Parallelamente cresce il ricorso all’IVG farmacologica, che, secondo i dati trasmessi a Medici del Mondo dalla Regione, nel 2024 ha toccato quota 67,6%, dopo il 44,8% registrato nel 2023. Ma la situazione è fortemente disomogenea, passando dall’88,7% della quota di IVG effettuate all’Ospedale di Alghero a tre punti IVG in cui non è ancora disponibile. Il dato è ancora più critico se si considera che la Sardegna è una delle quattro regioni italiane con il più alto tasso di IVG in strutture private convenzionate (12% contro una media nazionale del 3,8%), e che le due cliniche private che effettuano IVG sull’isola non praticano l’aborto farmacologico.

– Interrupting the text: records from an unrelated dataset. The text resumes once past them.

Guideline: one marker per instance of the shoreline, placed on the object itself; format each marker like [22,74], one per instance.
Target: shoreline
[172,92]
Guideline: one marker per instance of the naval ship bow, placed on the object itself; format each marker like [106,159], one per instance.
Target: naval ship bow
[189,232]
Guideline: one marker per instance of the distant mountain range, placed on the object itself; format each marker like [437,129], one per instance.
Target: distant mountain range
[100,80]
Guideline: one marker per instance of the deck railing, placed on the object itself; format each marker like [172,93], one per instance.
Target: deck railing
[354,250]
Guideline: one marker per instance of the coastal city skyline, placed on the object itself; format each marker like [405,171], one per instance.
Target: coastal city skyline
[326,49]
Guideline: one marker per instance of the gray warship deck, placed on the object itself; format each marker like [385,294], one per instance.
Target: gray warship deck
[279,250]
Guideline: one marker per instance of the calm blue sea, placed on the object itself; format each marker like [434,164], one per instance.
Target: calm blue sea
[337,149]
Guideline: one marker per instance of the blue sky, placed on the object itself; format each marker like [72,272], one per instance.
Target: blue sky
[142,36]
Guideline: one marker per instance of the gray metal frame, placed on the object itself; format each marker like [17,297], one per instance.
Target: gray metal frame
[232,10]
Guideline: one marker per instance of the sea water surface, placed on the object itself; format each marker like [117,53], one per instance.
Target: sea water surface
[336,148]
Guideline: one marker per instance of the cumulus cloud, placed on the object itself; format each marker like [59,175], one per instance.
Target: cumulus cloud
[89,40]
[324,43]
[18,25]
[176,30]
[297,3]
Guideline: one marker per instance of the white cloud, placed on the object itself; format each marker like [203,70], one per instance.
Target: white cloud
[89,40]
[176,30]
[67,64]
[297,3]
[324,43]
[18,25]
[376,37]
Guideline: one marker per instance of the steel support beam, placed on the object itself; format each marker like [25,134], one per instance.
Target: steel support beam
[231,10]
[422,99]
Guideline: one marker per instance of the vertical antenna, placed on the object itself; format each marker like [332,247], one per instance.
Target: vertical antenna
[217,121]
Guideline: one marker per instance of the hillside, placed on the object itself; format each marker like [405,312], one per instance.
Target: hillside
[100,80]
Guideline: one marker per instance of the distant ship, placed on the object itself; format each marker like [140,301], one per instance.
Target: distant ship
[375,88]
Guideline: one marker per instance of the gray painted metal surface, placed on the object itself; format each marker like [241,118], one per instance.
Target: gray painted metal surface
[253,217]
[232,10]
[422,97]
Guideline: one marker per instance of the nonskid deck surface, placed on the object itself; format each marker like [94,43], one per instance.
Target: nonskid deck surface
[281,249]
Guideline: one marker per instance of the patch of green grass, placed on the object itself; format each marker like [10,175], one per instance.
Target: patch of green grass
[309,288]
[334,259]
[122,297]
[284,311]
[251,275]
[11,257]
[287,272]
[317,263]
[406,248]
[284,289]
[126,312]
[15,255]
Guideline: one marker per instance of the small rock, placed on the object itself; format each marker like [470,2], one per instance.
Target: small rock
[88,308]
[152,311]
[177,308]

Senza contare che la deospedalizzazione non è ancora realtà, ma qualcosa si muove: a luglio scorso la Giunta Regionale, su proposta dell’Assessore alla Sanità Armando Bartolazzi, ha istituito un tavolo tecnico per l’attuazione delle linee guida ministeriali sull’aborto farmacologico in ambito ambulatoriale e consultoriale. Il tavolo, composto da personale tecnico e sanitario, dovrà elaborare protocolli per l’erogazione dell’IVG farmacologica anche al di fuori degli ospedali, in regime di day hospital o con assunzione domiciliare del secondo farmaco, laddove le strutture siano collegate a presidi ospedalieri autorizzati. Senza dubbio un importante passo avanti, ma senza trasparenza informativa e investimenti nei consultori, l’accesso a questo servizio rischia di rimanere un privilegio per poche.